札幌市がHFCに今年度の補助金支出へ、北海道は見送り

札幌市が19日までに、北海道フットボールクラブ(HFC)に対し、1億円を上限に補助金を支出する方針を決めたとことが明らかとなった。一方、北海道は20日までに今年度中の補助金の支出は見送る方針を固めた。この問題は、経営難にあえぐ北海道フットボールクラブが、来春までに不足する約四億円の運転資金について、今年8月に札幌市や北海道に財政支援を求めていたもの。

札幌市が決めたのは補助金支出で、補正予算案を12月上旬の定例市議会に提出する。ただし、ここで市議会を通過しないと補助金は認められない。札幌市が補助金支出に踏み切ったのは、コンサドーレ札幌の役割について考慮したため。「道民、市民を元気づけ、地域に果たす役割を考慮すると、経営が安定するまで一定期間の財政支援はやむを得ない」という立場をとる。そのため、2000年度以降も補助金による支援を継続し、その期間は最長で6年(6年後にはHFC設立10年を迎える)。補助金の支出には名目と使用途が必ず必要だが、これは、ユースの運営費や、北海道に位置することによる、他チームに比べて高くつく遠征費などに対して補助する予定。金額は年度ごとに決める。

これに対し、北海道は、12月に行われる定例道議会にHFCへの補助金を組み込んだ補正予算案を計上しない。当初、堀達也知事は札幌市と歩調を合わせて財政支援を行う意向を示していたが、見送られた。これは、道議会の一部に追加支援に根強い反発があるほか、市・道の他に支援を求められている道経済界からの支援の詳細が不明なことにもよる。今年度予算案への計上は見送られたが来年度以降の予算案で補助金支出などの支援を行う含みを持たしたものとなっている。

市、道の態度が明らかになったことで、以下のように、今年度はやりくりすると見られている。HFCは今年度中に4億円の運転資金の不足が見込まれていた。このうち年末までの第3四半期に不足が見込まれている2億円の運転資金は、後援会が約5千万円集まったことにより、残りを道内経済界からの支援5千万円、札幌市からの1億円で資金ショートを回避。年が明けて、1月から3月の第4四半期に不足する残り2億円は短期融資で乗り切る。

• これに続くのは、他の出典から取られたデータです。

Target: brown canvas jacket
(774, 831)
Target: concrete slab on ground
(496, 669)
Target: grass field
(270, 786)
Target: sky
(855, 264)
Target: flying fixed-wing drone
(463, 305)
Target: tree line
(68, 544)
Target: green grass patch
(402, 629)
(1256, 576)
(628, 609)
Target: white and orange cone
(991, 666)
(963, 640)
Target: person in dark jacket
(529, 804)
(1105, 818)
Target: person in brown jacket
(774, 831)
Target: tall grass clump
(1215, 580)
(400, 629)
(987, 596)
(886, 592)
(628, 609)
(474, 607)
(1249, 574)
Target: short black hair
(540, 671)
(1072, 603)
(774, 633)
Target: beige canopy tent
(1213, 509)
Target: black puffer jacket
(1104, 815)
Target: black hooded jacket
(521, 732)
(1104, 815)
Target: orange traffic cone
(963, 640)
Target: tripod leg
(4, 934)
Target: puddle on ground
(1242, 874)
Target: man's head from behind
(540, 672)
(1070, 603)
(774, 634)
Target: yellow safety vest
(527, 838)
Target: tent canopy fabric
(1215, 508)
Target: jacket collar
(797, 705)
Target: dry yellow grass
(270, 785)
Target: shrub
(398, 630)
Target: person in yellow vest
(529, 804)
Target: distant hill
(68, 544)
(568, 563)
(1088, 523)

HFCの現在の累積赤字は30億8千万円。今回のHFCの支援要請は、今年度不足する運転資金に関してのものだが、財政支援に関しては市議会道議会ともに根強い反対があるのも事実。これまでに、市・道共に1億5千万円の出資、98年度に5億円の融資をしている。この問題に関しては、コンササポの手で、支援を求める10万人署名が実施される一方、税金投入反対派の人達による陳情書提出といった活動も起きた。コンサを取り巻き、多くの人と意見が飛び交い、発足わずか四年のコンサドーレが、良きにつけ悪しきにつけそれだけの人に影響を与えるほど大きな存在になったことを感じさせる。今回の支援要請にあたり、長期の経営健全化計画の提出が求められているが、HFCが今月下旬にまとめることになっており、その内容にサポーターの注目も集まっている。